Either way, the extra gears that Cyrname found to power clear were reminiscent of the halcyon days of Nicholls’s very best animals. It’s such a pity that he won’t be seen at either Cheltenham or Aintree this spring, but the trainer and owner Johnny de la Hey have clearly come to the conclusion that the gelding must go right-handed and have, therefore, hatched a plot to conquer the King George at Kempton next Christmas. As a long-time supporter of Jumps racing, de la Hey deserves to call the shots, so how disappointing it was to see his name spelled incorrectly twice, and in two different ways, in the Racing Post’s review of the race on Sunday.
There will be no such Cheltenham shyness about Nicholls’s other outstanding big-race winner of the day, CLAN DES OBEAUX, who followed up his shock triumph in this season’s King George with a triumph that oozed consummate class in the Denman Chase. Like Cyrname, the 7yo is a classic example of the amount of improvement Nicholls can induce from horses as they mature. He travelled and jumped, and readily put to the sword a runner-up, TERREFORT, who is no mug.
In my view, Clan Des Obeaux should now be clear favourite for the Gold Cup, rather than an extremely enticing 6/1. I am sure he will stay the trip and while critics point to the fact that he has been beaten on all four previous visits to Prestbury Park, he has actually run perfectly acceptable races on three of those occasions, including in the 2016 Triumph Hurdle and when lumping 11-12 into second in last season’s Caspian Caviar Gold Cup. The disappointing occasion came when he found himself having to make the running. Since being ridden more conservatively and since allying consistency and professionalism to the natural talent he unveiled early in both his hurdling and fencing careers, the son of Kapgarde has looked a serious tool.

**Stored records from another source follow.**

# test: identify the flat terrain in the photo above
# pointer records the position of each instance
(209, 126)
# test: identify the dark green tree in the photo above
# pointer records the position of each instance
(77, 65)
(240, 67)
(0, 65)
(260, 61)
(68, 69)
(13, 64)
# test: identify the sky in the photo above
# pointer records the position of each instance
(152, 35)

A similar description can be attached to AL DANCER, winner of the re-routed Betfair Handicap Hurdle and now challenging for favouritism in the opening race of the Festival, the Supreme Novices’ Hurdle. Those of us who were gobsmacked by the ease of his win at Cheltenham in December, and were tempted to tweet “Rhythm Is Al Dancer”, have earmarked him for this race ever since. He was persistently punted for the original race at Newbury and persistently punted again on Saturday.

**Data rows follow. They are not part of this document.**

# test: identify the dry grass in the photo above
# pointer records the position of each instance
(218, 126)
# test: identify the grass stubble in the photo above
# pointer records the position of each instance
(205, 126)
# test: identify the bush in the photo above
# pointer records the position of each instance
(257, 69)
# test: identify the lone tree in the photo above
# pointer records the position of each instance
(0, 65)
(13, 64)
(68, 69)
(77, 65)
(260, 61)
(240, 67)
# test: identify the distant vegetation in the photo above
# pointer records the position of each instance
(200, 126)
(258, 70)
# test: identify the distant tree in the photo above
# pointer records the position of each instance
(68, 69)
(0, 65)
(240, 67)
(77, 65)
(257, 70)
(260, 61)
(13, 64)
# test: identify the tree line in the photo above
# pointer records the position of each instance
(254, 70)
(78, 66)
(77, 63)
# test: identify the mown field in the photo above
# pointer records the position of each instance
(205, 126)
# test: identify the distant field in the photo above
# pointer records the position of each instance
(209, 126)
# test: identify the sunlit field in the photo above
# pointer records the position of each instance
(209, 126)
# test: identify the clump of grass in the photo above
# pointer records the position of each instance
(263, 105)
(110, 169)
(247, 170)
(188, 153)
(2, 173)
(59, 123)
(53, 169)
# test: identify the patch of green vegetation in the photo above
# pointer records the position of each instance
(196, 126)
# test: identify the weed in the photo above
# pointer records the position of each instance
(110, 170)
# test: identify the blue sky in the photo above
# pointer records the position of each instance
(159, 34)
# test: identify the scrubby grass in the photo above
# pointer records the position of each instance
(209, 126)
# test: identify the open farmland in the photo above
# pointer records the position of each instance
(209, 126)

I must say I wasn’t overly impressed by his performance, and I’m not sure the form is worth much, given that the race was run at a very steady gallop and most of Al Dancer’s main rivals never got into it. Given also how keen he was, it’s clear he still has a lot to learn. But a faster, more truly run Supreme should help him and whatever happens at the Festival, he is a magnificent physical specimen surely destined to develop into a star of the future.
The 6yo grey’s victory was the third in the race of the last six seasons for the Nigel Twiston-Davies yard and, hopefully, one that lightened the rotund trainer’s mood after his criticism of the BHA’s flu shutdown. Twiston-Davies’s view that it was an over-reaction to halt racing gained a lot of traction, but is an over-reaction necessarily a bad thing if it achieves the right end? This was a new strain of equine flu that was affecting already-vaccinated horses, albeit a miniscule number, and the BHA were surely acting wisely to draw stumps and take stock, especially with the Cheltenham Festival looming large on the horizon. Fingers crossed, a crisis has been averted and the Festival will fly racing’s flag with customary gusto.
FOOTNOTE: Ascot’s glory belonged predominantly to Paul Nicholls and Johnny de la Hey and, ironically, they were responsible too for the most eyecatching also-ran of the meeting in the 5yo mare, MALAYA. After a couple of heavy falls, she was given what is best described as a confidence-restoring outing in the 2m4f handicap hurdle and now looks primed, and weighted, to pick up a good prize or two this spring.